The speed and weight of intervention in any organisation will largely depend on the capacity of a fire and rescue service to deliver crews, emergency fire vehicles, equipment and media to an incident ground to control, contain and extinguish a fire.
It is imperative that the incident commander and firefighters have a good knowledge of the number and range of resources that they have at their disposal and carefully consider what they may need to deal with fires that they may encounter in their service areas.
During the initial assessment and evaluation of a fire, the incident commander will have considered the level of risk, the resources they require and how quickly they will need them - the speed and weight of intervention to have an impact on the fire. The initial incident plan will also depend on the available or responding resources being assembled in a considered manner. For example, if a delay occurs for whatever reason, the fire could grow and spread rapidly, affecting firefighters, casualties or members of the public.
If the fire develops rapidly or is too large for the initial attendance, the incident commander will need to exercise their operational judgement and determine the actions that can be taken safely with the resources at hand, for example, whether the crews should continue with an offensive strategy, limit their actions to protecting surrounding exposures or wait for the fire to burn out.
One of the most crucial decisions that an incident commander will have to make during firefighting operations is whether it is necessary to attack a fire internally or externally. To some degree, this will be influenced by the environment in which the fire has occurred, largely dictating whether the incident commander adopts an offensive or defensive firefighting strategy.
In deciding the most appropriate fire attack, incident commanders will need to look at the various factors and consider the following:
- Risk versus potential benefits
- Whether it is safe to commit firefighters to an area or structure
- Whether there are any obvious casualties or lives at immediate risk
- Whether the size, type or intensity of the fire limits or prohibits entry
- Whether there are sufficient resources in attendance to undertake a safe and effective intervention (personnel and emergency fire vehicles)

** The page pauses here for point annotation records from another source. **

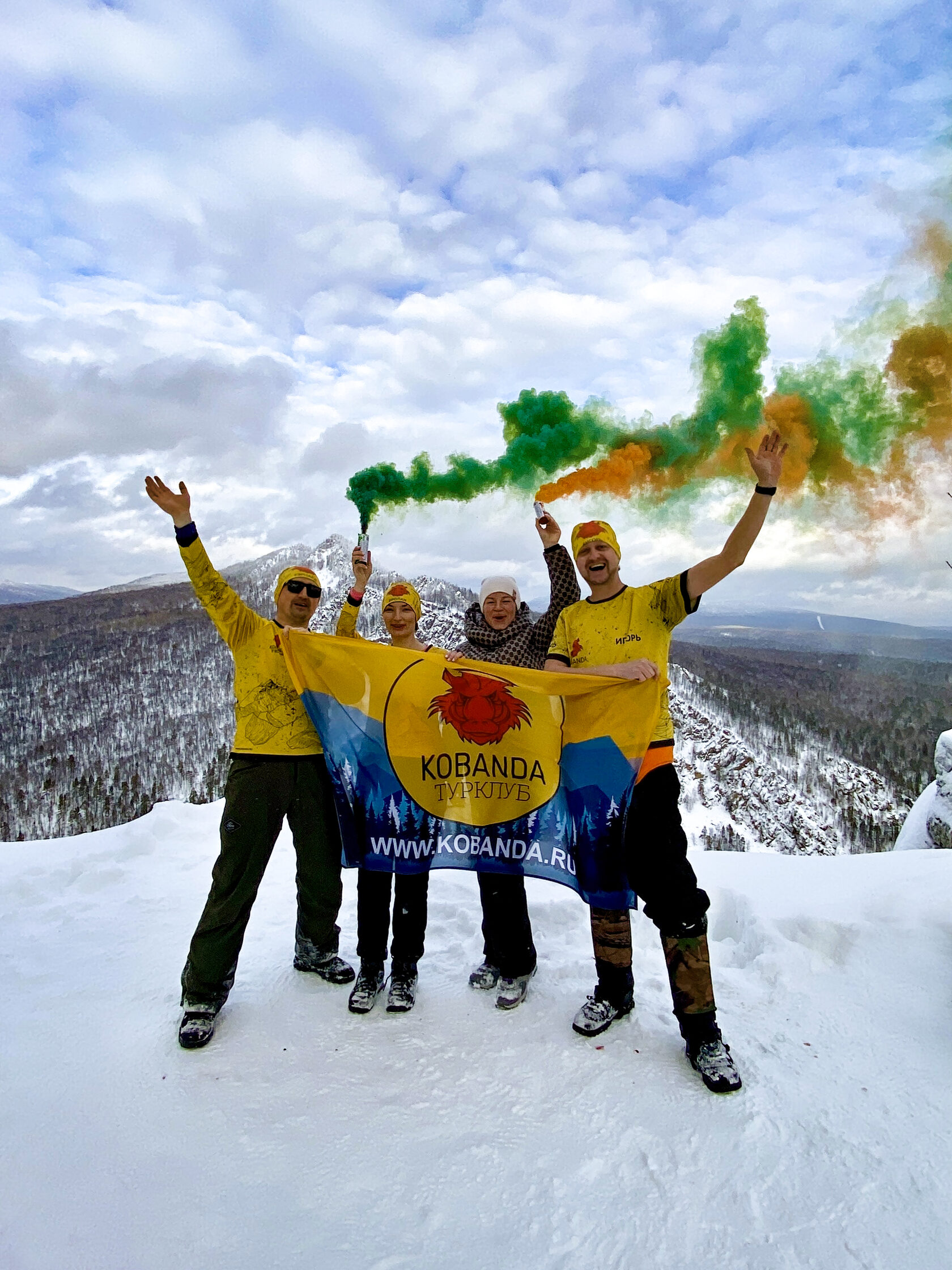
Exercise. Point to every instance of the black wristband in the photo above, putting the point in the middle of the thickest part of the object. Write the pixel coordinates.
(186, 534)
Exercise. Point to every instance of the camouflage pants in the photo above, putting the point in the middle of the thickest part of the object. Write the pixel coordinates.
(659, 871)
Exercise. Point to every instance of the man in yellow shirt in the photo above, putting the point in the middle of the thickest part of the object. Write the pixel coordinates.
(277, 770)
(626, 633)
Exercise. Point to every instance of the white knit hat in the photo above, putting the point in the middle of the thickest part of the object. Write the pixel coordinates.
(502, 583)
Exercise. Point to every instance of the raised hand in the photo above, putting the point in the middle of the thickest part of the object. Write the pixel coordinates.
(178, 506)
(547, 528)
(768, 460)
(362, 568)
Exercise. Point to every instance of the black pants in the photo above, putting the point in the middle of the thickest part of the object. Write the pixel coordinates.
(659, 871)
(260, 793)
(373, 915)
(507, 932)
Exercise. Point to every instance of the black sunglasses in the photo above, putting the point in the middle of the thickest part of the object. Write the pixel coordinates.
(296, 587)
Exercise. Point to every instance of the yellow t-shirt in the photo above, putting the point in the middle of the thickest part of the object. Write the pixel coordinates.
(270, 716)
(636, 623)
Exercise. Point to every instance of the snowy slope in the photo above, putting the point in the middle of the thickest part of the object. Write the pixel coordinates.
(458, 1136)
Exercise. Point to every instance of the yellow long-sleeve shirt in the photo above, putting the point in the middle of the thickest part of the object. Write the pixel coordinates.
(270, 717)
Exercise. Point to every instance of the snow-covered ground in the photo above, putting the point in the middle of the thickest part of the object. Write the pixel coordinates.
(460, 1136)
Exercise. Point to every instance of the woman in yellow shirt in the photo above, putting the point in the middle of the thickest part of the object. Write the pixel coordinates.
(401, 610)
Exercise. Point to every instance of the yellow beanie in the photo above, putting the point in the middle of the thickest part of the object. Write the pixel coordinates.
(404, 591)
(594, 531)
(296, 570)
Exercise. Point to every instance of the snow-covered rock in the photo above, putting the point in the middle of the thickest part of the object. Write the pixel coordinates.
(460, 1136)
(744, 785)
(929, 821)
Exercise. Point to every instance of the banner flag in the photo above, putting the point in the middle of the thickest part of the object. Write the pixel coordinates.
(471, 765)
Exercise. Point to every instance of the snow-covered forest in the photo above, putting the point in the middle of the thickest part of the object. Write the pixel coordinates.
(118, 700)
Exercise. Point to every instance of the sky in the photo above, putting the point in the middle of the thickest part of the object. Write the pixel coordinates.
(261, 245)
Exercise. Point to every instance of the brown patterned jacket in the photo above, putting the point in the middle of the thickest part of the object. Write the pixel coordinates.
(524, 642)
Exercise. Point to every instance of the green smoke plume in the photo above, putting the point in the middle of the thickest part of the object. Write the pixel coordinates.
(543, 433)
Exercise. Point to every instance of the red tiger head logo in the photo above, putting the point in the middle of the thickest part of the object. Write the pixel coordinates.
(479, 708)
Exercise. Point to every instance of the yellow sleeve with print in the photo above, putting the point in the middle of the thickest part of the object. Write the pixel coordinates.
(270, 718)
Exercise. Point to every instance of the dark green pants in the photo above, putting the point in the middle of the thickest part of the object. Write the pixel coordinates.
(258, 795)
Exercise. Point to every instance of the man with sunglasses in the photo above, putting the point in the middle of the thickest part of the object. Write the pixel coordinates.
(277, 770)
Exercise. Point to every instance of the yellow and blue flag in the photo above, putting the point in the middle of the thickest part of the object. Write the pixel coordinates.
(471, 765)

- The nature of the building construction
- Whether there are adequate water supplies available to sustain an attack
- Additional hazards and their location in relation to the area on fire
- Access points and maintaining egress points
- Fire safety features in a building
- Information from a responsible person
- Specialist advice
An objective for all fire and rescue services, their incident commanders and firefighters, is to protect property. In some situations it will result in the incident commander having to exercise operational judgement by making difficult decisions such as sacrificing property to save life or, with a fire in a derelict structure, focusing resources on protecting surrounding buildings or risks to infrastructure.
A priority for an incident commander and firefighters will be to prevent the fire from spreading. This will depend on the level of risk and how far the fire has already spread. For example:
- In a domestic dwelling, if the fire is confined to a single room, the aim should be to prevent it spreading to neighbouring rooms or compartments
- In a high-rise structure, if multiple flats or apartments are already involved, the incident commander may decide to focus on containing the fire to a single floor.

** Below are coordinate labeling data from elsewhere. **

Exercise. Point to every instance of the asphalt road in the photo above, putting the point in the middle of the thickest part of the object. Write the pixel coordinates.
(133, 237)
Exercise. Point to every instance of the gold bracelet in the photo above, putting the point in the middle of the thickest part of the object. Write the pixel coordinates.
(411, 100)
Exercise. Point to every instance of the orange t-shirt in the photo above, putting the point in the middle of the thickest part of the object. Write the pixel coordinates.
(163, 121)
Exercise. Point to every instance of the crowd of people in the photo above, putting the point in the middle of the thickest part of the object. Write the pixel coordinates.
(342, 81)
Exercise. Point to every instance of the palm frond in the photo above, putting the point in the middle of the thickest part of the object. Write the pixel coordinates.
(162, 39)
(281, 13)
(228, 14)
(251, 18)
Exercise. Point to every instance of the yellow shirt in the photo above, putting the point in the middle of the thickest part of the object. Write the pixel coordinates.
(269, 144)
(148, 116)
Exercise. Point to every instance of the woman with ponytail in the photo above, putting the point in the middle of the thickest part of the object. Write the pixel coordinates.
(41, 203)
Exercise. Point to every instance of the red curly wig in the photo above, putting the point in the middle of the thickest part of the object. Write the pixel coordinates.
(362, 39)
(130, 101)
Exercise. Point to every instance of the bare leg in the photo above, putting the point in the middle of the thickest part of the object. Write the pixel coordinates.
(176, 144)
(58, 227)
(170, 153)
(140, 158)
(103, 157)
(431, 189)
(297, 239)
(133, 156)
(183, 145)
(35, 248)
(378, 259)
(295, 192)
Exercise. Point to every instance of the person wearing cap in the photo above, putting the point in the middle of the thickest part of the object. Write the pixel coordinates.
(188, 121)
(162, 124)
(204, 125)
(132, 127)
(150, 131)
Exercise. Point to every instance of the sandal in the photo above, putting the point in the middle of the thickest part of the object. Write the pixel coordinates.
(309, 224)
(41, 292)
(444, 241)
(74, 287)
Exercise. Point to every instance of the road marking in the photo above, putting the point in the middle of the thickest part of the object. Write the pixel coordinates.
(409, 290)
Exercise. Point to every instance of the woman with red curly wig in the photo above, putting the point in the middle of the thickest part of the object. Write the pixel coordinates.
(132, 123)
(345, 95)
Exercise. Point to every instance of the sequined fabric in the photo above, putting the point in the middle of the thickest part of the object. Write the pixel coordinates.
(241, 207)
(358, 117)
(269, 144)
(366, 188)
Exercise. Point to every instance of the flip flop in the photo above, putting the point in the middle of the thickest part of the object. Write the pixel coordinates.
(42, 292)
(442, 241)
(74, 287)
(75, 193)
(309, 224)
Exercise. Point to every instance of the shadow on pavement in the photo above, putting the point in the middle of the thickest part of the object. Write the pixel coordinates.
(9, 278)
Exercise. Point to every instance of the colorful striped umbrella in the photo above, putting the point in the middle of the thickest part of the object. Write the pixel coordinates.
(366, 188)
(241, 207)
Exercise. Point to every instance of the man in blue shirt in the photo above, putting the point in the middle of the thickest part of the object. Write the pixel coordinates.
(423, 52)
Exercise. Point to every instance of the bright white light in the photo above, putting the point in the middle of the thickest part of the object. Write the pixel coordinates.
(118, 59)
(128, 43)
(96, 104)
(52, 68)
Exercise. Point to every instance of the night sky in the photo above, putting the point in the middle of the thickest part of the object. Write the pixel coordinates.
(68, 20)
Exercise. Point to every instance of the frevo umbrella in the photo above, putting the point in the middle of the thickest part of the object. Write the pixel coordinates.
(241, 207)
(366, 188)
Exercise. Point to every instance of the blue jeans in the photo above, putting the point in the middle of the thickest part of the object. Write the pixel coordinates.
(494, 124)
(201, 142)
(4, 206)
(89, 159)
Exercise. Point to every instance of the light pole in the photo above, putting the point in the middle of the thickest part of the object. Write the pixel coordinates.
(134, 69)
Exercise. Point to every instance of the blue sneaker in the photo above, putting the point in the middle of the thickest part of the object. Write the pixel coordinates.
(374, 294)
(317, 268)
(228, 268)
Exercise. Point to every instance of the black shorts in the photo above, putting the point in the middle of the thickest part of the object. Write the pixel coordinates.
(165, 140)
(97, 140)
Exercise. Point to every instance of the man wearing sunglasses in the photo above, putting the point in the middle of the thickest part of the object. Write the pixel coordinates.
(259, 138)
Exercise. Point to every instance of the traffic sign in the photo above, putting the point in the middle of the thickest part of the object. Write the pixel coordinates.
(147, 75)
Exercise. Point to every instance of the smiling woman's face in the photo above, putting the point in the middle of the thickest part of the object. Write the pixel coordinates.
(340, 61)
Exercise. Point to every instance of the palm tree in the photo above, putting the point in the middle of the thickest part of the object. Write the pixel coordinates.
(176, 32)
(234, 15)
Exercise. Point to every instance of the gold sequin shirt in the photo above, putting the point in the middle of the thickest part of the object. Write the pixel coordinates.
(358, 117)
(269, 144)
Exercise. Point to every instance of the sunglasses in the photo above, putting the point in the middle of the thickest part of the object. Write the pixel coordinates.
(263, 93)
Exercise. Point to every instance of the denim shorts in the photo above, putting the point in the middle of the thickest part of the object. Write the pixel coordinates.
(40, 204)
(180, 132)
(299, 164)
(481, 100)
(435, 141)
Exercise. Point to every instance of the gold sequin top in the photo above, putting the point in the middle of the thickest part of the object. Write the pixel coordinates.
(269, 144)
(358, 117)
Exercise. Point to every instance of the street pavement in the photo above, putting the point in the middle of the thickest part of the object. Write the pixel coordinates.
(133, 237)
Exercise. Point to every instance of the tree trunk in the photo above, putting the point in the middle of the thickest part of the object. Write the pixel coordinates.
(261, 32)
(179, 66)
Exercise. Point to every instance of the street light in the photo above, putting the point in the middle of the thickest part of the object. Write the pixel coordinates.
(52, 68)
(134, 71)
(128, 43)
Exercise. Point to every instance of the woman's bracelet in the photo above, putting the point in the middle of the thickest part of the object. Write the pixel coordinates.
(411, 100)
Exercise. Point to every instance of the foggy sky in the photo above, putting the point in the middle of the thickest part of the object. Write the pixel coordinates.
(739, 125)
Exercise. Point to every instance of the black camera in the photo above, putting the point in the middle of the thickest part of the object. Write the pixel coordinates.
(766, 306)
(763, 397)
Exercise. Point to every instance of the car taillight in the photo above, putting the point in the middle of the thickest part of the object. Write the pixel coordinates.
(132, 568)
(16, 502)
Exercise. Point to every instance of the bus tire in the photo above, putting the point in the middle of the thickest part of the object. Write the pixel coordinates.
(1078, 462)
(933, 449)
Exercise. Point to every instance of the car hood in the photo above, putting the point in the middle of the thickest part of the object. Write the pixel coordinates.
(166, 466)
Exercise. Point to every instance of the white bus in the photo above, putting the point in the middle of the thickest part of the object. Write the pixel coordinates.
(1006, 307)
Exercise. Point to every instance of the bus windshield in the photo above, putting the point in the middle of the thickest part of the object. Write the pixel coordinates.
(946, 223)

- If a fire has spread substantially through a building or geographical area, it may be necessary to focus on protecting and limiting firespread to the neighbouring structures, high-risk areas, critical equipment or infrastructure
Incident commanders should use all the factual and predictive information at their disposal to anticipate, look ahead and identify a point at which crews can intervene safely with an appropriate firefighting method and suitable firefighting media. For example, they should:
- Look for, capitalise on or seek to create, natural gaps, breaks or separations between buildings to minimise the effect of radiated heat. See National Operational Guidance: Fires in buildings for further information.
- In a wildfire situation, use the information to predict the path and/or head of the fire and identify a safe point to intervene and create a firebreak by removing the fuel to starve the fire, either by cutting or burning away sources of fuel. See National Operational Guidance: Wildfires
- A fire involving flammable liquid will usually require the use of foam as the primary extinguishing agent. The crews will aim to lay a blanket of foam over the surface area or the pooling fuel to prevent ignition or to smother the fire by preventing the vapour of the substance mixing with the air and source of heat.

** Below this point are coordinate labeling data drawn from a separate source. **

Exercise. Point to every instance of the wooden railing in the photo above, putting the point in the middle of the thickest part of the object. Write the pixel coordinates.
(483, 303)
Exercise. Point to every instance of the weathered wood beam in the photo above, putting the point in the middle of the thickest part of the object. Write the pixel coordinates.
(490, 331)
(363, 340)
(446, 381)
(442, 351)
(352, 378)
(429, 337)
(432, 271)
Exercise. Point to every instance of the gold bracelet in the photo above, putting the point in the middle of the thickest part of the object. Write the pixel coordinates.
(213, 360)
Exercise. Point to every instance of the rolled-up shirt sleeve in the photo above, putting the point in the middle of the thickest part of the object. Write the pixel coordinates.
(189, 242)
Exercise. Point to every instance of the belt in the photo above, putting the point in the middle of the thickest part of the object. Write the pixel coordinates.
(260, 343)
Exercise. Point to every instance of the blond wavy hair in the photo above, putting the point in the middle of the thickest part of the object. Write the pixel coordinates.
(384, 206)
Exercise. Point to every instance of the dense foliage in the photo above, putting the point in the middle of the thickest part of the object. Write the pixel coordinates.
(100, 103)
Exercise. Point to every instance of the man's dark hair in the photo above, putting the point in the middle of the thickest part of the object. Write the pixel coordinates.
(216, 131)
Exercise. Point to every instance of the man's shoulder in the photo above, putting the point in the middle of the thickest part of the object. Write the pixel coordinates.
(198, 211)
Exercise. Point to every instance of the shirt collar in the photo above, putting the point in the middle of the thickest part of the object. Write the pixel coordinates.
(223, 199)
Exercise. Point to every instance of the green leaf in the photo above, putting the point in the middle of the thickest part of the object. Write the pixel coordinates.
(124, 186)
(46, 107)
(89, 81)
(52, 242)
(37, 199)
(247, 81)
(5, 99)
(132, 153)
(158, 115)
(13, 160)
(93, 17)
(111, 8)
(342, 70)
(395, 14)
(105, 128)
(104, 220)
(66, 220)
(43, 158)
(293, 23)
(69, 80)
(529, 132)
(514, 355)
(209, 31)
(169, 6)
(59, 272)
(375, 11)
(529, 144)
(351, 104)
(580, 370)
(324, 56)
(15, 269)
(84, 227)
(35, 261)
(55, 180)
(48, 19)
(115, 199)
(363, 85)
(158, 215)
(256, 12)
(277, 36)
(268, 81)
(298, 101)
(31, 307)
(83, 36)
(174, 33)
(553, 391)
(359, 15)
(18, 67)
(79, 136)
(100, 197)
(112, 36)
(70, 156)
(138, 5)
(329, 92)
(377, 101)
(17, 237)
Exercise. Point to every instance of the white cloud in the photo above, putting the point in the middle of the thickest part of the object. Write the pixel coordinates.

Preventing or limiting firespread in all instances is vital. It is worth considering the use of thermal imaging cameras, which can play a valuable role in helping to identify sources of heat and potentially highlight any areas of unseen firespread through structural voids such as roof space. They can be deployed externally during the scene survey or internally by breathing apparatus teams. In addition, they may act as a key control measure to help crews remain safe in this context.
Dealing with a fire will invariably result in firefighters engaging in a range of activities or tactics, employing a number of different methods, techniques, extinguishing media or items of equipment to complete the respective tasks that may be necessary to extinguish the fire.
The suppression of the fire will usually be accomplished through removing one of the elements of the fire tetrahedron to stop the process of combustion.
The fire will essentially be extinguished by cooling, starving or smothering with firefighting media, or through a combination of those methods, which inherently or by design will inhibit or interfere with the chemical chain reaction that is combustion.
Other methods such as using a fire blanket (smothering), creating firebreaks (starving) or beating out the fire can be very effective ways to suppress and extinguish the fire. It is also possible that the incident commander or firefighters may undertake controlled burns to remove fuel sources from an advancing fire, such as cutting away timbers of a roof structure to limit or prevent spread.
Alternatively, an incident commander may simply choose to focus on protecting surrounding exposures or risks and let the fire burn out, effectively starving the fire of the fuel element of the fire tetrahedron. The firefighting media selected will be a direct result of the initial assessment and evaluation carried out by the incident commander once they have identified the type of fire they are likely to be dealing with. There are four main categories of media:
- Carbon dioxide (CO2)
- Dry powder
Fire and rescue services will usually be able to choose from a range of firefighting methods and media to support extinguishing the many different types or classes of fire they may encounter. However, the emergency fire vehicles, equipment and techniques employed by most fire and rescue services will more often than not revolve around water as the most frequently used extinguishing agent.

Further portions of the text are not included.